Save the modified structure in PDB format.
Use MODELLER or a similar software package to rebuild the loop and connect the loose ends. MODELLER is a popular software for comparative protein modeling and can be used to generate loop conformations.a. Install and set up MODELLER according to the software instructions.b. Prepare the input files: You'll need the modified PDB file (from step 5) and a script file (in Python or MODELLER script format) that specifies the modeling procedure.c. Write the MODELLER script: The script should include instructions to model the loop region by connecting the loose ends and generating a suitable conformation. You can specify the restraint energy or other parameters to guide the modeling process.d. Run the MODELLER script: Execute the script using MODELLER, which will generate a new PDB file with the modeled loop.
Visualize and analyze the new structure: Load the new PDB file in PyMOL or any other molecular visualization software to examine the modeled loop and assess the quality of the structure.

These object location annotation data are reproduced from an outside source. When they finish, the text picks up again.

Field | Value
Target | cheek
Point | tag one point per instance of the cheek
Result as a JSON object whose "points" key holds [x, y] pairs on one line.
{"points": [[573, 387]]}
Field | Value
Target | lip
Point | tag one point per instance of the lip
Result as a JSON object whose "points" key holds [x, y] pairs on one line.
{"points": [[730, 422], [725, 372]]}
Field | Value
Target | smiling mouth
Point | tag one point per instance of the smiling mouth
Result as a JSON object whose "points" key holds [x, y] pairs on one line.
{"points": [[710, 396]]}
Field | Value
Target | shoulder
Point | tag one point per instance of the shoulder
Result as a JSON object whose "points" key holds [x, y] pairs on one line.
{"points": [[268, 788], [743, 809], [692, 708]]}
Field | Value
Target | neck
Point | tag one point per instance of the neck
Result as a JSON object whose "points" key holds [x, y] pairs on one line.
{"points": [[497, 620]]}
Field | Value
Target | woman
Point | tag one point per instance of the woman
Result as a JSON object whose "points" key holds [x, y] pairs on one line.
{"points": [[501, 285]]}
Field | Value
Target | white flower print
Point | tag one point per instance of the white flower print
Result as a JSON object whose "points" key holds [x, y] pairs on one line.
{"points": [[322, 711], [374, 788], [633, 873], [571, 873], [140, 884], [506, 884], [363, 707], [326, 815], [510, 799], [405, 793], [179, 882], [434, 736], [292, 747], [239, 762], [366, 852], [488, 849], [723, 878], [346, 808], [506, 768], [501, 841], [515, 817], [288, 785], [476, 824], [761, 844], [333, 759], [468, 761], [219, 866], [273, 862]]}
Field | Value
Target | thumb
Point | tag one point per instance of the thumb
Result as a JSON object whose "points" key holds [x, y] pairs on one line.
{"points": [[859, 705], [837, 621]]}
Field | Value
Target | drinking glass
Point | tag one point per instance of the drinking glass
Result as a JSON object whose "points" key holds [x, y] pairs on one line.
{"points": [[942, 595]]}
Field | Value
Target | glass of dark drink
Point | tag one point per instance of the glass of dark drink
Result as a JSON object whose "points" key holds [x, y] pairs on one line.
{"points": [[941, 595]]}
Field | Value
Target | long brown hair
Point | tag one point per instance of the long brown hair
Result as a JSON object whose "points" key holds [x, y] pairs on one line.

Keep in mind that loop modeling is a computationally intensive process, and the results may vary depending on the complexity of the loop and the accuracy of the modeling algorithm. It's always a good idea to validate the modeled loop using structural analysis tools, such as energy minimization, molecular dynamics simulations, or validation software (e.g., PROCHECK, MolProbity).
Additionally, consider that reducing the loop size may affect the protein's function and stability. It's important to carefully evaluate the potential consequences and consult with experts in the field before making significant modifications to a protein structure.
Ok, I understand the problem, thanks for replying. But in this case, the objective is really to make the structure more rigid with a reduction of loops or mutations that increase the hydrogen interactions in the moving parts. I intend to increase the thermal stability.